Mr Johnson on Wednesday accepted a 30-day deadline suggested by Angela Merkel to come up with alternative proposals to replace the Irish backstop, which he has said must be scrapped.

But during the prime minister’s visit to Paris on Thursday, Mr Macron warned: “We will not find a new withdrawal agreement in 30 days that will be very different from the existing one.” He nevertheless said that “something smart” could emerge from talks if there was “goodwill on both sides”.

Mr Macron told reporters in Paris that though he was sometimes portrayed as the “hard boy” among EU leaders, “it’s just that I’ve always been clear that a choice was made and we cannot just ignore it”.

Mr Johnson arrived in the French capital on Thursday following an evening of talks with Ms Merkel in Berlin on Wednesday.

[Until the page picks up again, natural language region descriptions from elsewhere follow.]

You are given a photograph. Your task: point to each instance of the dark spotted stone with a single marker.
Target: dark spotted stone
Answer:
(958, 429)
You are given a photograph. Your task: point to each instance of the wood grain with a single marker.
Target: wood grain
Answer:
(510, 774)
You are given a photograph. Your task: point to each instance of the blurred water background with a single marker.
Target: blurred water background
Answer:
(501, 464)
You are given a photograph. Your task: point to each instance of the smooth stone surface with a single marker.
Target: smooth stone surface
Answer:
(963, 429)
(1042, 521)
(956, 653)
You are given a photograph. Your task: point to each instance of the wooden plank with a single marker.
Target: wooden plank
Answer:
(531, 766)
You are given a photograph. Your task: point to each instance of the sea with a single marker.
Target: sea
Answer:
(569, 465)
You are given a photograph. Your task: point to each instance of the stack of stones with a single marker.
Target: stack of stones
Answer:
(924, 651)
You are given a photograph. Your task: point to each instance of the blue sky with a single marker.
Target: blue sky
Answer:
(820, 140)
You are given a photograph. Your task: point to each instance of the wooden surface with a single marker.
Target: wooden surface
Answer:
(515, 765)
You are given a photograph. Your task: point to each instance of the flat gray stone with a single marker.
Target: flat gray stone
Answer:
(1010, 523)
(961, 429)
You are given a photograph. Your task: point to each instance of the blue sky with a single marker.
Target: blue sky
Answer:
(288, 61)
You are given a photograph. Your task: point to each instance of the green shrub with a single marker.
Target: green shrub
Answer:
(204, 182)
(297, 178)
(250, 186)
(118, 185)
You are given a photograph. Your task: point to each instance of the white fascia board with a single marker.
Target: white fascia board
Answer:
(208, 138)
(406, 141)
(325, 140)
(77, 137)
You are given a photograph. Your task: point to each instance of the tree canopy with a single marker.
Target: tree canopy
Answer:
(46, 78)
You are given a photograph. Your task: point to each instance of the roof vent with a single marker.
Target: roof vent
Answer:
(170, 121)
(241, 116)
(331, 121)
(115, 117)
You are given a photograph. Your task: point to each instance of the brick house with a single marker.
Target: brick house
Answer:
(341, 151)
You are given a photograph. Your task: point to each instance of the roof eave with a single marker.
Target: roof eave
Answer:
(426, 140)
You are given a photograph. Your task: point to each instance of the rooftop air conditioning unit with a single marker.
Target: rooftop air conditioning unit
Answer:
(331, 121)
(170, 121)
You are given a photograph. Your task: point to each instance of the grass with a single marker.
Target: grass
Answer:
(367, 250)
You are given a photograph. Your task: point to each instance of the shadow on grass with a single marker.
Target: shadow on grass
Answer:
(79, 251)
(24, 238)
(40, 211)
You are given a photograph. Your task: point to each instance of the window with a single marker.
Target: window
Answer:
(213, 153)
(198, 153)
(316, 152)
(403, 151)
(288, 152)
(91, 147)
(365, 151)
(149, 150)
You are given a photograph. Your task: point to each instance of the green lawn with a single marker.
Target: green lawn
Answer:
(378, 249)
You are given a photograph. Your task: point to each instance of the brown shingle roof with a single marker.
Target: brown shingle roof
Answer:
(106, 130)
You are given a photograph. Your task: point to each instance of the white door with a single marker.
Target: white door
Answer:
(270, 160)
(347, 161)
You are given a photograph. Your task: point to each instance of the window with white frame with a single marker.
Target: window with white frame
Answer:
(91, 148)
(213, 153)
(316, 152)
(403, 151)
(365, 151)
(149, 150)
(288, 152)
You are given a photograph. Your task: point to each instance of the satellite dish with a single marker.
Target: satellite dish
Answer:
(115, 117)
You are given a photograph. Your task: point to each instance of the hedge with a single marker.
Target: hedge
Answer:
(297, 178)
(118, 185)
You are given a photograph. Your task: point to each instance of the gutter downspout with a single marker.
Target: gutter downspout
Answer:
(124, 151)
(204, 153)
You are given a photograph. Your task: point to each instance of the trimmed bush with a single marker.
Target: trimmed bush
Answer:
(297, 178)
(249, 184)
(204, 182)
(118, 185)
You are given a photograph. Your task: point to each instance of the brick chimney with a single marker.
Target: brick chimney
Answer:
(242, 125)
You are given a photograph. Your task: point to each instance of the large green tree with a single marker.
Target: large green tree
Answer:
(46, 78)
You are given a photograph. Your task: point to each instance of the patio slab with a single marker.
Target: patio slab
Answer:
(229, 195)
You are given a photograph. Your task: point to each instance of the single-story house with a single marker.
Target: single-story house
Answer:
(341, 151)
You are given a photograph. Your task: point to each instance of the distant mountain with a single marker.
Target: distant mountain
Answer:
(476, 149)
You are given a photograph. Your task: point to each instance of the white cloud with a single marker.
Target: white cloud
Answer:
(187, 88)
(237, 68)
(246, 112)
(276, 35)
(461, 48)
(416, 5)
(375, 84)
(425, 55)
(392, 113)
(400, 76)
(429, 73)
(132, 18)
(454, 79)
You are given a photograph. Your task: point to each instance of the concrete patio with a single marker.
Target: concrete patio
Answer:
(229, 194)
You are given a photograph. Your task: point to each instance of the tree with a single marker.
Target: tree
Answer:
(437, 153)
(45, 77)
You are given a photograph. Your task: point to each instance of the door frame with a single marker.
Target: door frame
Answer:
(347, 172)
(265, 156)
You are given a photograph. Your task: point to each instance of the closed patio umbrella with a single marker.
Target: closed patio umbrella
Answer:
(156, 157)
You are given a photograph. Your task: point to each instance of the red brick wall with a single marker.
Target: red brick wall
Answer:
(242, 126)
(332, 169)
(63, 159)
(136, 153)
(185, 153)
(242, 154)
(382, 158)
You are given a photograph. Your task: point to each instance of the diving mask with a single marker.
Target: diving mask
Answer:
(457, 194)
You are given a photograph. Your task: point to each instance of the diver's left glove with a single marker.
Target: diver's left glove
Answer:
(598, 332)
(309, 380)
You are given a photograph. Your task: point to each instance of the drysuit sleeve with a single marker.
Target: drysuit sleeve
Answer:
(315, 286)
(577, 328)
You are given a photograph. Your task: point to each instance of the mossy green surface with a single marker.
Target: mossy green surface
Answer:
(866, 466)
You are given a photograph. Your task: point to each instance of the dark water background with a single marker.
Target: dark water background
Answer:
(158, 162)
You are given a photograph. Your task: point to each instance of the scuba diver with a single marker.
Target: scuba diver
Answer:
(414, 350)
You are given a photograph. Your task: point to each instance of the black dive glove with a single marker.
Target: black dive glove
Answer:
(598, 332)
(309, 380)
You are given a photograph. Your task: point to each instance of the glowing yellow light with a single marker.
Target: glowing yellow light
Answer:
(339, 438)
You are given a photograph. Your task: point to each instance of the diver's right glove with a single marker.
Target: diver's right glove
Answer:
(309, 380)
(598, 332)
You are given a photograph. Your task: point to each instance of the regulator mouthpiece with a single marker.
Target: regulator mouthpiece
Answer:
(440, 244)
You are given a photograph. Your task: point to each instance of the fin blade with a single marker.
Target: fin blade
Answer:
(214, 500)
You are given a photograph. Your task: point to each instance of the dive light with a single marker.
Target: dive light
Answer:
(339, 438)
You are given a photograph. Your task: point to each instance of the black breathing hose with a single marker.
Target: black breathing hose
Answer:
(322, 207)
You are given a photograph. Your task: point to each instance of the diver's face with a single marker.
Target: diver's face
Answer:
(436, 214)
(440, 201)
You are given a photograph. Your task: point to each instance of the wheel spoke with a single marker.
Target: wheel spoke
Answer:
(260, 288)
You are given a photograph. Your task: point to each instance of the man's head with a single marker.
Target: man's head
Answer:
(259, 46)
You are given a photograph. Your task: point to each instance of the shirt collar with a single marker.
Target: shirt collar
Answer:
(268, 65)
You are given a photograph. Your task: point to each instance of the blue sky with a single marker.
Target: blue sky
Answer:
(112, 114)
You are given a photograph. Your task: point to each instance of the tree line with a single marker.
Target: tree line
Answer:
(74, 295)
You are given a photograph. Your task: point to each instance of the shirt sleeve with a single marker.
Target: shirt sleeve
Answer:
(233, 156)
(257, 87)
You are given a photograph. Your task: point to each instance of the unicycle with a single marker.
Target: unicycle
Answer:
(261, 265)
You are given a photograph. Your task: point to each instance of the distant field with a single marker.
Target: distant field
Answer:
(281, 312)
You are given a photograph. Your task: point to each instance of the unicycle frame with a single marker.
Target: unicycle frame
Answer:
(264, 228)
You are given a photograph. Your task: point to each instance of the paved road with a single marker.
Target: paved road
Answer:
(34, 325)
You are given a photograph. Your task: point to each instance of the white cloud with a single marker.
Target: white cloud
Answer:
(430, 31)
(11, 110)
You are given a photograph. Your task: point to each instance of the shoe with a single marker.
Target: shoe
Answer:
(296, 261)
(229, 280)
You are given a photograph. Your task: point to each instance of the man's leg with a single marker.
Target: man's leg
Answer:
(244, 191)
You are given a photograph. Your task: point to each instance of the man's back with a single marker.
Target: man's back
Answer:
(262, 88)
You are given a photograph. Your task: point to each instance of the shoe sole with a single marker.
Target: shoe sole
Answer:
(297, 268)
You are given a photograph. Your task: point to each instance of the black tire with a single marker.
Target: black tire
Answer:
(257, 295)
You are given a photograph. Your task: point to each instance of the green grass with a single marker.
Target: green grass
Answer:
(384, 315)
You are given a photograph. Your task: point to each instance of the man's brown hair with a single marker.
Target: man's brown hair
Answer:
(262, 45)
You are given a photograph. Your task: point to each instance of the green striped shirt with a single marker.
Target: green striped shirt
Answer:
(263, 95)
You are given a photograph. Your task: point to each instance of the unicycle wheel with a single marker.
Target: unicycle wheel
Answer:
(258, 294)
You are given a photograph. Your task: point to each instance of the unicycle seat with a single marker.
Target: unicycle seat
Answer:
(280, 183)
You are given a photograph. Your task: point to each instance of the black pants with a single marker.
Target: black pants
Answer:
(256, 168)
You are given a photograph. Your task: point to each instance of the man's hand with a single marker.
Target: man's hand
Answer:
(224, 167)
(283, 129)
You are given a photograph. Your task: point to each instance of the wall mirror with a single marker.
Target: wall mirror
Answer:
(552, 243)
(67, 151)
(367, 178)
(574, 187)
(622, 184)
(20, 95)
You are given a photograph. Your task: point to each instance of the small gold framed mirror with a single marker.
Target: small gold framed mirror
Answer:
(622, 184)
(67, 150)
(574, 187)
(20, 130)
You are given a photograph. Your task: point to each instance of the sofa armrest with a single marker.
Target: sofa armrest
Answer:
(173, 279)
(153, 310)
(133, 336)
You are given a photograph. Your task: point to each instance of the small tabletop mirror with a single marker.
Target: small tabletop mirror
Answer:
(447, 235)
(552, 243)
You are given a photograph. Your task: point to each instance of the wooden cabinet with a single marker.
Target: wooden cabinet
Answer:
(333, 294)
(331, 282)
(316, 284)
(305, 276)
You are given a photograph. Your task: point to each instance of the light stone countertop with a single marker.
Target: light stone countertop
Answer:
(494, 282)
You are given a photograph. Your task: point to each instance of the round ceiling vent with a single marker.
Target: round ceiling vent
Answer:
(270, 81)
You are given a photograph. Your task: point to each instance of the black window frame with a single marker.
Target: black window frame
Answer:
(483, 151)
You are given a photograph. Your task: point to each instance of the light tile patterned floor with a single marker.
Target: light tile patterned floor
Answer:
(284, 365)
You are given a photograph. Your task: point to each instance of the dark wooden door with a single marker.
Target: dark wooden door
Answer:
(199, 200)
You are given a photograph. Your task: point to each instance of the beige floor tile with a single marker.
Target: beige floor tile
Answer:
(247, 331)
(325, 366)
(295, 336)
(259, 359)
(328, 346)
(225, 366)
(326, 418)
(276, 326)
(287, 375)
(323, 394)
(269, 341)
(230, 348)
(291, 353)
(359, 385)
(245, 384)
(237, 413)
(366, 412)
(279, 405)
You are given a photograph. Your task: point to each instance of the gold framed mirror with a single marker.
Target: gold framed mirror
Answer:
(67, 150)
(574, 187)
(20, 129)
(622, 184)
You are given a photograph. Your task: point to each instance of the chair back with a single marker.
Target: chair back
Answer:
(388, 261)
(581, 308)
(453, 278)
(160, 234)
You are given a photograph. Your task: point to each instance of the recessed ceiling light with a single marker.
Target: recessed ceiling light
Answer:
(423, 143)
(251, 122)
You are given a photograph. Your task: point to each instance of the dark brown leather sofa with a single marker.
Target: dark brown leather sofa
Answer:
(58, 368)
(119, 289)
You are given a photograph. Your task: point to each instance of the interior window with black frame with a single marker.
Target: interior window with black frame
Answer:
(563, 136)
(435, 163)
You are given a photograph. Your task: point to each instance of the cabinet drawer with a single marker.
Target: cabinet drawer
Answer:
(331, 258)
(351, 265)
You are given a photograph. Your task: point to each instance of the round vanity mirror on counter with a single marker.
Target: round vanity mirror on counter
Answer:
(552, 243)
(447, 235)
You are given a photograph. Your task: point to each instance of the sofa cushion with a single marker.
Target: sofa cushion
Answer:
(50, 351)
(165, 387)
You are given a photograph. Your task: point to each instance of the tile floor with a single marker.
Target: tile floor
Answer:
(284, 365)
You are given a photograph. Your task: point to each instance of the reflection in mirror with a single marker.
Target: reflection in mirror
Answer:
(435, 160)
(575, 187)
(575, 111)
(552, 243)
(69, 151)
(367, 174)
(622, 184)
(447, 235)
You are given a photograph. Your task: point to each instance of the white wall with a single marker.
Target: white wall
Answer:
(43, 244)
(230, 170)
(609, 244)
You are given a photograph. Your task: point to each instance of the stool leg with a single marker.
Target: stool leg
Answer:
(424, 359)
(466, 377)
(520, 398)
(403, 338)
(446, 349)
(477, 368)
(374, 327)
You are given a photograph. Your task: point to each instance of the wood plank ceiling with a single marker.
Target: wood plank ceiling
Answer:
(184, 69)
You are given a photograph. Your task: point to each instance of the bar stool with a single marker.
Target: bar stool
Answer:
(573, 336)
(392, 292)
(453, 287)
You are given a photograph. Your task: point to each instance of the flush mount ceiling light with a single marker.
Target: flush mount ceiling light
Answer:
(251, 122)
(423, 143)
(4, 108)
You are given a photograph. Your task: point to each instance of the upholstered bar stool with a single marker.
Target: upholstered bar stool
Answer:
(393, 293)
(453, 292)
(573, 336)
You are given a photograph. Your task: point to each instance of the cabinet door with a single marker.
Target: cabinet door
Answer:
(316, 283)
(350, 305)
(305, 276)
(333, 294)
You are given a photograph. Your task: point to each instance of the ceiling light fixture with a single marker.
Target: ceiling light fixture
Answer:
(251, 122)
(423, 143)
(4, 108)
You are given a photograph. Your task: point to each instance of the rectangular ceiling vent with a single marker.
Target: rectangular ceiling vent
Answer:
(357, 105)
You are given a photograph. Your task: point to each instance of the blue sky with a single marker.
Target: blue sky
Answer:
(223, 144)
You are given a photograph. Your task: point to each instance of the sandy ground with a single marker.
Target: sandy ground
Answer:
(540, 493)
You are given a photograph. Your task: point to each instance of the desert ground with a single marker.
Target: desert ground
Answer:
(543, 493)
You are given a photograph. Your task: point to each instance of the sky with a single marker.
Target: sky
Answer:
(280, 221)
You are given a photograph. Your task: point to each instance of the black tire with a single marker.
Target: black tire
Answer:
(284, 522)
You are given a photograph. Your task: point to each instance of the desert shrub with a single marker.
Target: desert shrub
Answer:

Speaking to the media in the German capital, the new prime minister accepted that the “onus” was on the UK to come up with proposals to replace the backstop, telling his German counterpart: “You have set a very blistering timetable of 30 days – if I understood you correctly, I am more than happy with that.”

Listing his proposed alternatives to the backstop, Mr Johnson told reporters in Paris: “I think that the technical solutions are readily available and they have been discussed at great length.

“You can have trusted-trader schemes, you can have electronic pre-clearing for goods moving across the border and I just want to repeat one crucial thing, under no circumstances will the UK be putting checks at the frontier.

“We don’t think it is necessary from the point of view of the EU to do that to protect the integrity of the single market, we think there are other ways of doing that. We have got I think adequate time to do it, let’s get on and do it.”

The withdrawal agreement already includes provisions for alternative arrangements such as the ones spelled out by Mr Johnson to surpass the backstop if they are ready at the end of the transition period. However such systems do not yet exist to the extent required by both side’s red lines.

Mr Macron warned the prime minister that the withdrawal agreement and its included Irish backstop were “not just technical constraints or legal quibbling” but in fact “genuine, indispensable guarantees” to preserve stability in Ireland and the integrity of the single market.

The French president said the EU had “always said that it was available to discuss, depending on the wishes of the UK, our future relationship” but that its two red lines above could not be changed.

But speaking on a visit to the Netherlands on Thursday, Angela Merkel downplayed her 30-day comments from the day before.

“I said that what one can achieve in three or two years can also be achieved in 30 days. Better said, one must say that one can also achieve it by October 31,” she told a press conference in the Hague.

“It is not about 30 days. The 30 days were meant as an example to highlight the fact that we need to achieve it in a short time because Britain had said they want to leave the European Union on October 31.”